The kingdom's counterterrorism efforts have been complicated by the kingdom's regional competition with Iran, which has stoked anti-Shia rhetoric from hard-line Saudi clerics and fuelled attacks on the country's Shia Muslim minority, viewed by extremists like the Islamic State group as apostates.

Across the kingdom, Saudi officials and commentators slam Iran as an expansionist power that seeks to dominate the region, but conservative clerics take it even further, using language that is often laced with derogatory references to Shia in general.

In sermons and on Twitter, these clerics, who follow the ultraconservative Sunni Wahhabi doctrine, refer to Shia as "rafideen," an Arabic slur meaning "rejectionists."

They condemn Shia rituals, like praying at the tombs of revered figures, as an aberration of Islam and accuse Shia of being faithful to hard-line clerics in theocratic Iran.

When 20-year-old suicide bomber Saleh bin Abdelrahman al-Qashimi unleashed the deadliest attack in the kingdom in more than a decade, targeting a Shia mosque in eastern Saudi Arabia last month, his uncle blamed hard-line Wahhabi clerics for encouraging young men like his nephew toward extremism.

"They plant the seed in their minds," Mohammed Abdelrazzak al-Qashimi said of his nephew, who had disappeared a year before carrying out the May 22 attack, which killed 22 worshippers.

That bombing, and an attack a week later that killed four people outside a large mosque in the eastern city of Dammam, were claimed by the Islamic State group. Residents in eastern Saudi Arabia, home to most of the country's Shia, erected a banner with screenshots of 11 Wahhabi preachers and their anti-Shia tweets. "These are the real killers," it read.

For many Saudi Shias, the attacks, which began in November when eight worshippers were gunned down by alleged Islamic State militants, have come as no surprise.

For nearly three years, clerics across the Gulf urged young men to join in 'jihad' and purge Syria of its Iranian-backed government - sermons that helped draw thousands of Saudis to fight alongside Sunni rebels trying to topple President Bashar Assad. That was until last year, when the kingdom decreed it illegal to fight 'jihad' abroad or encourage it.

Many of those who have since returned home have brought with them skills learned on foreign battlefields. So the Islamic State group changed tactics.
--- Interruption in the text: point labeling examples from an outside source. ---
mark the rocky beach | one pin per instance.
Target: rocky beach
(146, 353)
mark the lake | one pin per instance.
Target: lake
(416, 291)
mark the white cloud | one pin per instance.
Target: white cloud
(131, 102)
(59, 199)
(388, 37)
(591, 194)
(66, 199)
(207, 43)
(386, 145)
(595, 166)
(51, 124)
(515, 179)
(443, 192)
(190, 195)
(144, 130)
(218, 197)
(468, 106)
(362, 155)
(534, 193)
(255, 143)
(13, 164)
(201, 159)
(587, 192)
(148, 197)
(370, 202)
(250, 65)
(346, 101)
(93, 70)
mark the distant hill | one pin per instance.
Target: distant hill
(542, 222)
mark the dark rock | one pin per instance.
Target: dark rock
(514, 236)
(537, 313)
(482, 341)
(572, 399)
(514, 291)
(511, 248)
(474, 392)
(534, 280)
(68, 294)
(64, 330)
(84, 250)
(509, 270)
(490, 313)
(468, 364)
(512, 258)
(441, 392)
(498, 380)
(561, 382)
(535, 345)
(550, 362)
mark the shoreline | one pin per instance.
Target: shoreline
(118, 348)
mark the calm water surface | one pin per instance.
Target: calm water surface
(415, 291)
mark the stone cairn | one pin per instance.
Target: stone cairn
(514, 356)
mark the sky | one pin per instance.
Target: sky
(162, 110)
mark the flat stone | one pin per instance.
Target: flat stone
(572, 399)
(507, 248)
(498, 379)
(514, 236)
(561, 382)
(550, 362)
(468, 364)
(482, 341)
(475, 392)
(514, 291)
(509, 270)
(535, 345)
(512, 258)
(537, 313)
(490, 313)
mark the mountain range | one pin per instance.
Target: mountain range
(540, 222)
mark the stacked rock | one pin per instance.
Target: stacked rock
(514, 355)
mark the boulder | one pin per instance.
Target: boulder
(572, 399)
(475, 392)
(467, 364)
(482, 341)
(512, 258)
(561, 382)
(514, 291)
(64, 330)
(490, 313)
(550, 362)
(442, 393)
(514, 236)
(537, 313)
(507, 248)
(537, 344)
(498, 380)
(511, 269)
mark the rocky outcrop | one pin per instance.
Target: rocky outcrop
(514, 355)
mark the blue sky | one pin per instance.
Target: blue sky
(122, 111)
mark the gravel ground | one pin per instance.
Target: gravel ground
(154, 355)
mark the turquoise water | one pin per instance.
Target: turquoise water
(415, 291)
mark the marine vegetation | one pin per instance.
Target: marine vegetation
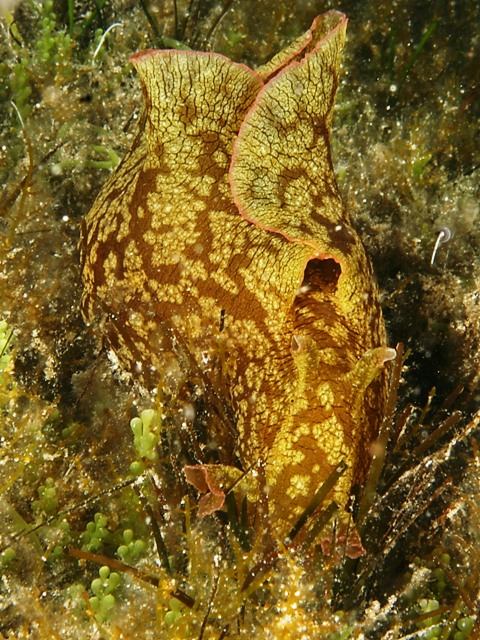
(102, 535)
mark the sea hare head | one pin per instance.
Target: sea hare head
(223, 229)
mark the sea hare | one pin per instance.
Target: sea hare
(224, 225)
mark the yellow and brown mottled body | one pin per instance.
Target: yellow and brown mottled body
(224, 223)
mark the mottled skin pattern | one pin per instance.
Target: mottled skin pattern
(224, 226)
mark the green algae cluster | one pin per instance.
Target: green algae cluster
(99, 536)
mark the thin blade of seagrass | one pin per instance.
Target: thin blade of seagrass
(381, 443)
(322, 520)
(317, 500)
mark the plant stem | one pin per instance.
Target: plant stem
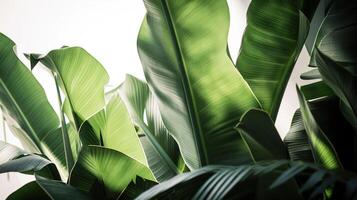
(65, 137)
(4, 132)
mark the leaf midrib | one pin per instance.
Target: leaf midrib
(22, 115)
(192, 111)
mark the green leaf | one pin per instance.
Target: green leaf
(9, 152)
(44, 189)
(105, 171)
(259, 133)
(334, 54)
(134, 189)
(316, 90)
(119, 132)
(160, 148)
(311, 75)
(297, 141)
(323, 151)
(81, 78)
(53, 148)
(236, 182)
(335, 38)
(14, 159)
(26, 107)
(274, 36)
(200, 94)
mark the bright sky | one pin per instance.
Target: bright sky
(108, 30)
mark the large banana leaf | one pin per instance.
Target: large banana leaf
(160, 148)
(119, 132)
(200, 94)
(105, 172)
(240, 182)
(323, 150)
(14, 159)
(112, 128)
(81, 78)
(260, 135)
(22, 97)
(335, 54)
(275, 33)
(26, 108)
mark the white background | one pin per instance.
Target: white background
(108, 30)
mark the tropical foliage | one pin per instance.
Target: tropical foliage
(202, 125)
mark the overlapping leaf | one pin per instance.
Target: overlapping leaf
(200, 94)
(274, 36)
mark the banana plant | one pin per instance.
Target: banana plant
(201, 125)
(30, 116)
(265, 62)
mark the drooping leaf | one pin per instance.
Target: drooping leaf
(23, 98)
(201, 96)
(53, 148)
(160, 148)
(335, 53)
(311, 75)
(105, 172)
(26, 108)
(323, 150)
(327, 114)
(119, 132)
(134, 189)
(259, 133)
(44, 189)
(112, 128)
(14, 159)
(297, 141)
(8, 152)
(241, 182)
(274, 36)
(81, 78)
(316, 90)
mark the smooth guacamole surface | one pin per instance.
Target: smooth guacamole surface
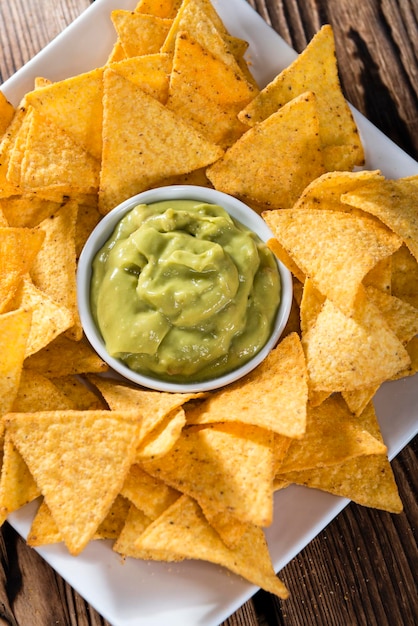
(182, 291)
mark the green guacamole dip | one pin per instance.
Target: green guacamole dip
(182, 291)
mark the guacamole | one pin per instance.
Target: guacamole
(183, 292)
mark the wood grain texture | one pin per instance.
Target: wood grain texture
(361, 569)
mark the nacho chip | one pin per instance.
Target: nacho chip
(395, 203)
(143, 143)
(63, 357)
(38, 393)
(14, 332)
(367, 351)
(147, 493)
(7, 112)
(79, 461)
(54, 270)
(19, 248)
(332, 436)
(275, 160)
(334, 249)
(224, 466)
(183, 530)
(74, 105)
(367, 480)
(17, 486)
(140, 33)
(53, 159)
(273, 396)
(206, 92)
(315, 69)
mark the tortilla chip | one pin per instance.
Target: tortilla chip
(316, 70)
(54, 270)
(75, 106)
(140, 33)
(394, 202)
(147, 493)
(143, 143)
(38, 393)
(207, 93)
(63, 357)
(14, 332)
(183, 530)
(332, 436)
(275, 160)
(273, 396)
(79, 461)
(17, 487)
(335, 249)
(19, 248)
(367, 351)
(224, 466)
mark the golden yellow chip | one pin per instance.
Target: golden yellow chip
(53, 159)
(63, 357)
(315, 69)
(144, 143)
(405, 276)
(206, 92)
(366, 351)
(54, 269)
(223, 466)
(160, 8)
(7, 112)
(333, 435)
(367, 480)
(74, 105)
(48, 318)
(395, 203)
(183, 530)
(17, 486)
(140, 33)
(147, 493)
(275, 160)
(79, 461)
(19, 248)
(151, 72)
(273, 396)
(14, 332)
(38, 393)
(335, 249)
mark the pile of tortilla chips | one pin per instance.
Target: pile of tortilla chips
(177, 476)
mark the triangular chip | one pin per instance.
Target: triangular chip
(206, 92)
(223, 466)
(75, 105)
(19, 248)
(183, 530)
(315, 69)
(79, 461)
(54, 270)
(332, 436)
(140, 33)
(144, 143)
(395, 203)
(14, 332)
(367, 351)
(273, 162)
(334, 249)
(273, 396)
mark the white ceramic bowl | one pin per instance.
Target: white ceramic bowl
(239, 211)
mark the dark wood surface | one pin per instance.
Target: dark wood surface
(361, 570)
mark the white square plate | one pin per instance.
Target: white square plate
(136, 593)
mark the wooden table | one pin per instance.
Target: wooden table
(361, 569)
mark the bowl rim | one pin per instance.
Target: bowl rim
(100, 234)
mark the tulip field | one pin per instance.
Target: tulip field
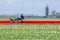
(30, 32)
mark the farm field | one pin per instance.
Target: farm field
(30, 32)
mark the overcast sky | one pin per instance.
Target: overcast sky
(36, 7)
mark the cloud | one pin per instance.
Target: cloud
(10, 1)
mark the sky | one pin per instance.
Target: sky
(36, 7)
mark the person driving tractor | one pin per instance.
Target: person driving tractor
(20, 17)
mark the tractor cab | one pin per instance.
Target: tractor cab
(21, 18)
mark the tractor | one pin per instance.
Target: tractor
(21, 18)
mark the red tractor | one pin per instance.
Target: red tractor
(21, 18)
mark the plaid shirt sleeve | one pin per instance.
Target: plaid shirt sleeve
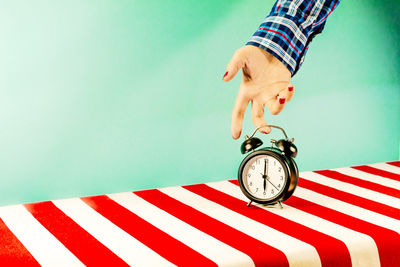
(289, 28)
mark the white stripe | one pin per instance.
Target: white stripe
(369, 177)
(206, 245)
(276, 48)
(352, 189)
(118, 241)
(43, 246)
(297, 252)
(386, 167)
(349, 209)
(362, 248)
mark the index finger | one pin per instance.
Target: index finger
(238, 114)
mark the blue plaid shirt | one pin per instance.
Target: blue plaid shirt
(289, 28)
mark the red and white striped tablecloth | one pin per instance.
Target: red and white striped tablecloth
(341, 217)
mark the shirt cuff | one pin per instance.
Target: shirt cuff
(283, 37)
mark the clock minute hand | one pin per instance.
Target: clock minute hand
(272, 184)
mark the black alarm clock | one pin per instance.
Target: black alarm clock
(268, 175)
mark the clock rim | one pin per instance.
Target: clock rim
(288, 175)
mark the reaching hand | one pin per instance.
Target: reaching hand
(265, 81)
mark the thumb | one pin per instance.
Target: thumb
(236, 63)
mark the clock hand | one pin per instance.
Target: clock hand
(271, 183)
(265, 166)
(265, 185)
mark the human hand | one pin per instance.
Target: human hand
(265, 81)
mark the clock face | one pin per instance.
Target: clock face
(264, 177)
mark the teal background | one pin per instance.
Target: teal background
(108, 96)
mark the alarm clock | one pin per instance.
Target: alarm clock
(268, 175)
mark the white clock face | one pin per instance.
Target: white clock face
(264, 177)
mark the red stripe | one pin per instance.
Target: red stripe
(84, 246)
(165, 245)
(394, 163)
(387, 241)
(351, 199)
(257, 250)
(360, 182)
(265, 29)
(327, 247)
(378, 172)
(12, 252)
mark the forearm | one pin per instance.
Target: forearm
(289, 28)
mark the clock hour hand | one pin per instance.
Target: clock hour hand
(271, 183)
(265, 184)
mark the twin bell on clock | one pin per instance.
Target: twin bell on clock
(268, 175)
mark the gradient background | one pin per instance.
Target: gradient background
(108, 96)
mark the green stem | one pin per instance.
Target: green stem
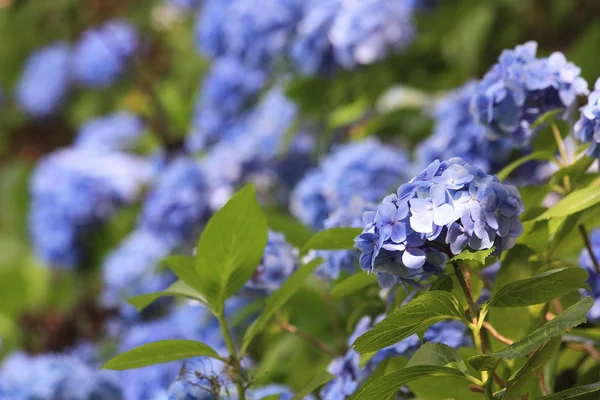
(235, 362)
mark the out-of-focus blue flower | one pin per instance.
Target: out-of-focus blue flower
(74, 189)
(585, 260)
(520, 88)
(101, 54)
(448, 207)
(44, 83)
(177, 203)
(457, 134)
(278, 263)
(227, 91)
(367, 169)
(110, 133)
(334, 262)
(51, 376)
(132, 269)
(587, 128)
(348, 33)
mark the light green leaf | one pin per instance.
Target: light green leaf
(278, 300)
(571, 317)
(178, 288)
(437, 354)
(536, 155)
(468, 255)
(159, 352)
(576, 201)
(333, 239)
(231, 247)
(414, 317)
(573, 392)
(352, 284)
(387, 386)
(540, 288)
(535, 362)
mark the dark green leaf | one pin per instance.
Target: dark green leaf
(535, 362)
(387, 386)
(540, 288)
(231, 247)
(333, 239)
(352, 284)
(568, 319)
(414, 317)
(278, 300)
(159, 352)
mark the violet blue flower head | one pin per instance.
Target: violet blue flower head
(72, 190)
(446, 208)
(45, 80)
(367, 169)
(585, 260)
(55, 376)
(348, 33)
(115, 132)
(520, 88)
(587, 128)
(102, 54)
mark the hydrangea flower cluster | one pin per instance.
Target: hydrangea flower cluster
(278, 263)
(520, 88)
(74, 189)
(347, 33)
(587, 128)
(367, 169)
(53, 376)
(349, 374)
(585, 260)
(448, 207)
(457, 134)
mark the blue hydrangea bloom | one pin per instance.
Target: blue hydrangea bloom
(334, 262)
(177, 203)
(227, 91)
(53, 376)
(131, 269)
(44, 83)
(585, 260)
(73, 189)
(347, 33)
(587, 128)
(457, 134)
(448, 207)
(101, 54)
(367, 169)
(114, 132)
(278, 263)
(520, 88)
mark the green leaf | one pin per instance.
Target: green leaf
(540, 288)
(414, 317)
(536, 155)
(479, 256)
(568, 319)
(231, 247)
(573, 392)
(179, 289)
(159, 352)
(333, 239)
(387, 386)
(278, 300)
(437, 354)
(353, 284)
(576, 201)
(535, 362)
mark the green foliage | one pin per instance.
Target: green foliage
(160, 352)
It called on its Saudi supporters to carry out attacks inside the kingdom, custodian to Islam's holiest sites in Mecca and Medina.

For this new generation of home-grown extremists, the Islamic State group's ideology is attractive because its fighters are on the ground battling Iranian-backed militias in Syria and Iraq, says Abdulrahman al-Hadlaq, director of ideological security at the Interior Ministry and a founder of the rehab centre.

The militant group, which was once al-Qaida in Iraq, "tricked a lot of youth," who saw them as the only force taking on the Shia militias, he says, adding that his agency was revising its strategies to counter the dangers posed by the Islamic State group.